One of the many interesting things about the Zones of Thought is that all of those problems with software you describe are explicitly there to protect the likes of humans from what can exist on the other side of the singularity.
Whenever code is on screen I pause and google it if it’s recognisably not total gibberish - have done for years, it’s always fascinating when it’s plausible and funny when it is not.
My most recent one was Netflix’s Close, though that one was gibberish, it was just a html form with nonsensical attributes in that case.
I'm not surprised this has been shared many times before, and yet I'm glad people are still discovering it. My journey to Engelbart's demo came through reading "The Dream Machine" book about JCR Licklider, which itself is an incredible computer history record.
You’ve got something there. The last time I saw something, in tech, that felt “magical” was the first time I saw an iPhone. The intro video, from Jobs, is something I’ve watched several times over the years. It’s a masterpiece of marketing and storytelling.
Malwarebytes throwing up the following warning AGAIN: Website blocked due to Trojan.
Shortly after my original post about this the site was accessible and no warnings.. now I am receiving the same warning again from Malwarebytes.

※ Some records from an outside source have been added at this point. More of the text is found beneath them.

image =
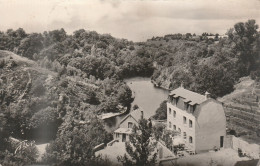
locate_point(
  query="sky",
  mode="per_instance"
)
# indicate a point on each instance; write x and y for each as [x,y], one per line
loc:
[135,20]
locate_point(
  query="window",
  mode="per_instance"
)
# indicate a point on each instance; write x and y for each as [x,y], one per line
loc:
[190,139]
[190,123]
[186,106]
[184,120]
[174,114]
[179,130]
[184,135]
[130,124]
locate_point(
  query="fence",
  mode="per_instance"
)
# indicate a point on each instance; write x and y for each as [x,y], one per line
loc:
[250,150]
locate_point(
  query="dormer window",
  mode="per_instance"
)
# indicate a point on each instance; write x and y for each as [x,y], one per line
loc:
[186,106]
[130,124]
[174,114]
[190,123]
[184,120]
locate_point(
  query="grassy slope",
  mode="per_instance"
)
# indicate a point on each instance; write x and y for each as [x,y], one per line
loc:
[242,109]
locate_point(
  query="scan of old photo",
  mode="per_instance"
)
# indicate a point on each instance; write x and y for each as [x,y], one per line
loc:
[129,83]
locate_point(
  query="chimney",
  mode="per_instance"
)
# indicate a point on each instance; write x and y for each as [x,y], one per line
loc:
[207,95]
[181,85]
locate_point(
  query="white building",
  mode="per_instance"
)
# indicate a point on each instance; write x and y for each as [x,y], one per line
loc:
[200,120]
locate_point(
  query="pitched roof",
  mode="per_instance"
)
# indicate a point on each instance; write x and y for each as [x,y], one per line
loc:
[136,114]
[123,130]
[189,96]
[254,162]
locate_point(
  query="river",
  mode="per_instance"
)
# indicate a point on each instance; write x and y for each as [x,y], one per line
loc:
[147,97]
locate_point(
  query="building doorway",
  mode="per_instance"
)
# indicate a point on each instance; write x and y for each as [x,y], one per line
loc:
[221,141]
[124,138]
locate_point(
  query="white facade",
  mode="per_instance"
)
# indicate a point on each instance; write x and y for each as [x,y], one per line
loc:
[199,119]
[175,121]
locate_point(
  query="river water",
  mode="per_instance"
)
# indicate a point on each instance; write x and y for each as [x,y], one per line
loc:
[147,97]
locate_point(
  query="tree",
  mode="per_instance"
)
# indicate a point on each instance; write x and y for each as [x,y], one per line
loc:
[141,148]
[244,36]
[75,142]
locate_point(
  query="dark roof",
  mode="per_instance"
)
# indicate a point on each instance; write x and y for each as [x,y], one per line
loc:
[189,96]
[247,163]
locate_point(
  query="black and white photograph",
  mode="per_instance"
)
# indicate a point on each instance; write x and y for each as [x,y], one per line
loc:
[129,83]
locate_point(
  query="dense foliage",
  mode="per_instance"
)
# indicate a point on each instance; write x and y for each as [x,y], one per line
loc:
[141,148]
[161,112]
[75,142]
[57,74]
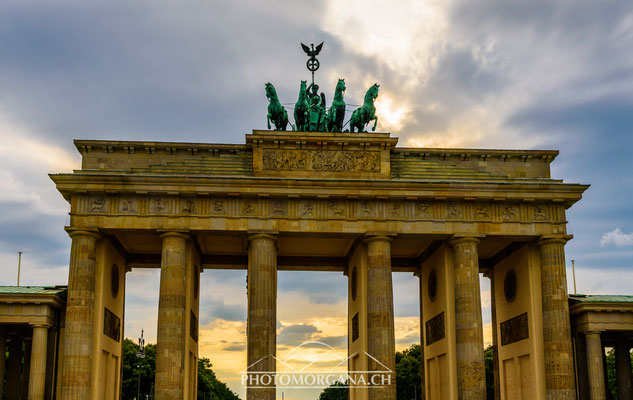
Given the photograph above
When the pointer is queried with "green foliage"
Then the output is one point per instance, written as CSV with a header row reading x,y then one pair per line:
x,y
134,366
408,378
209,387
336,391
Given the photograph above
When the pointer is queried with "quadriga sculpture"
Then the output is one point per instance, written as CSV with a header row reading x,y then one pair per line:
x,y
302,109
336,115
365,113
276,112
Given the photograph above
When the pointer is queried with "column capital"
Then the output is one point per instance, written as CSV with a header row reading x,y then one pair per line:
x,y
253,235
551,239
72,232
372,236
181,234
466,238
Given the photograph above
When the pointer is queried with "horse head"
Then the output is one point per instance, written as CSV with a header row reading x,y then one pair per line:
x,y
271,93
372,93
341,85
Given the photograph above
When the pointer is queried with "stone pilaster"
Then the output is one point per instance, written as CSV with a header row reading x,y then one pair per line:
x,y
26,369
13,369
595,366
495,341
38,362
78,334
381,343
170,340
3,360
559,364
262,316
422,359
471,378
623,372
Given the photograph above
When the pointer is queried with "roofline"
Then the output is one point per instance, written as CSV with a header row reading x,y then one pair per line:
x,y
84,145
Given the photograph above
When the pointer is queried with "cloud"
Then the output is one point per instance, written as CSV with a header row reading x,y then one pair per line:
x,y
617,237
295,335
235,346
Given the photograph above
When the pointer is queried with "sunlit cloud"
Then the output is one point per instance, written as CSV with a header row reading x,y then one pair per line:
x,y
617,237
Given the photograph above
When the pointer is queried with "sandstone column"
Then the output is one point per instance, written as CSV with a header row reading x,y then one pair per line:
x,y
3,360
471,378
170,338
595,366
262,316
77,362
26,369
623,370
495,344
37,375
381,343
14,368
559,364
422,359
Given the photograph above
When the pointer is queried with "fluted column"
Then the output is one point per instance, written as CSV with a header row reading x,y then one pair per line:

Not sure whats going on but thought I would let folks know.
Instead of files and mouse cursors we have a vastly different set of components that all work together, and of course they integrate with the modern features like ApplePay and QR code scanning. Oh yeah and there is videoconferencing... just like in his demo :)
I notice also, things didn't go as expected; he makes quite a few mistakes and very charmingly apologizes. But the fact that you can make mistakes and smoothly recover from them, was an important part of the demo.
For context, by 1968 the concept of interacting directly with a computer in what we today would call command-line mode had been around for several years. The DEC PDP-1 was released in 1959; the IBM 1620 in 1960; Multics had started in 1964; the IBM 360 series began deliveries in 1965; all allowed an operator who had the privilege of being in the "machine room" to enter commands and get responses at a typewriter. The PDP-1 was alone (I think?) in having a 2-dimensional vector-based screen, but it was used for graphics (including the original Space War), not for text.
Overwhelmingly, the paradigm for working with a computer was to prepare a "job" consisting of commands and blocks of data, all in punch cards, which was run as a "batch", producing output to print a/o disk or tape. If you made a mistake in setting up your job, you found out about it later, and could only "edit" by re-punching some cards, and re-running it.
So when Englebart showed smooth interaction with data, editing and changing data ad-hoc, and making mistakes and correcting them ad-hoc without drama, on a two-dimensional screen -- that alone was a revolution. Hyper-linked media, hierarchical lists, that was icing.